= Corporate history =

A corporate history is a historical account of a business or other co-operative organization. Usually it is produced in written format but it can also be published as audio or audiovisually. Thousands of companies across the industrialized world have recorded their histories, albeit in their own unique ways – from relatively benign, albeit colorful chronicles, usually written for the private archives of founding families, to titles with well-defined corporate applications. Corporate histories in the United States have been particularly prolific, those in the UK less so.

== History ==

In the late 19th century, corporate histories were initially written by Victorian era businessmen, either the founder of a company himself, members of the surviving family owners or long-serving employees. Rather than being sequential histories, as is now done, many of them were diary-type personal recollections or short, superficial public relations exercises. One of the earliest corporate histories, that of a publishing company in the UK called the Catnach Press, was done in 1886. A notable early US corporate history, published in 1902, was that of Standard Oil.

Academic involvement probably started in 1924 when George Unwin and co-author George Taylor published a detailed history, Samuel Oldknow and the Arkwrights: The Industrial Revolution at Stockport and Marple. It was published by the Manchester University Press.

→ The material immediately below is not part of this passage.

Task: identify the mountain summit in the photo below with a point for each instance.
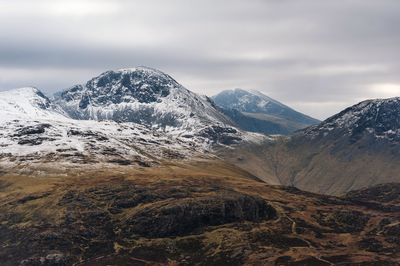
(142, 95)
(254, 111)
(378, 118)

Between the World Wars, the majority of business histories, and especially in the UK, were house histories, consisting mainly of reminiscences and anecdotes. Only a tiny handful of serious work existed using business records which had found their way into museums, county record offices or the private possession of collectors. Corporate histories were typically unplanned. Relevant records were often discovered by chance and deemed interesting enough to turn into historical narratives which were funded either by the family descendants of the long-dead businessmen in question or, less frequently, the author in association with a publisher. They had one thing in common - they were generally records of companies that had died or otherwise dropped out of sight. One exception occurred In 1938, when the Bank of England commissioned a two-volume 250-year anniversary history. Written by J. H. Clapham, professor of economic history at Cambridge, it took six years to produce. It was a deliberately celebratory vehicle for this famous British institution.

Modern corporate history took a large conceptual step in 1947 when the then chairman of Unilever, Geoffrey Heyworth (later Lord Heyworth) approached G. N. Clark, who had led the national campaign against the destruction of business records, for his advice on writing the history Unilever, an Anglo-Dutch manufacturing company. Clark, who had just become a professor of modern history at Oxford, suggested as author a younger colleague, Charles Wilson. The result was a classic, two-volume work that transformed the writing of business history in the UK from a public relations exercise into a reputable branch of scholarship. Wilson's work, about one of western Europe's most important companies, made him the father of modern corporate histories in the UK.

== Current practices ==
Many companies see their corporate histories as effective purveyors of long-term organizational memory and especially suitable for transmitting strategy. As such it can provide an efficient induction/educational tool for transient employees in the highly flexible labor market. Corporate historians collect and catalog materials and disseminate information for internal use. "When people think of an archives, they tend to think of the National Archives in Washington," Dave Smith, the manager of Walt Disney Co.'s multimillion-piece collection of artifacts, said in 2003. "But a lot of organizations maintain them, including businesses."

Perhaps the largest corporate archive ever assembled is that of AT&T, which began gathering historical material in 1921. As of 1999, its collection was overseen by a full-time staff of 11 people, and included 50000 ft of documents; 800,000 still photos; 12,000 various gadgets and artifacts, some of them dating back to Alexander Graham Bell; and 16,000 films and videos about AT&T.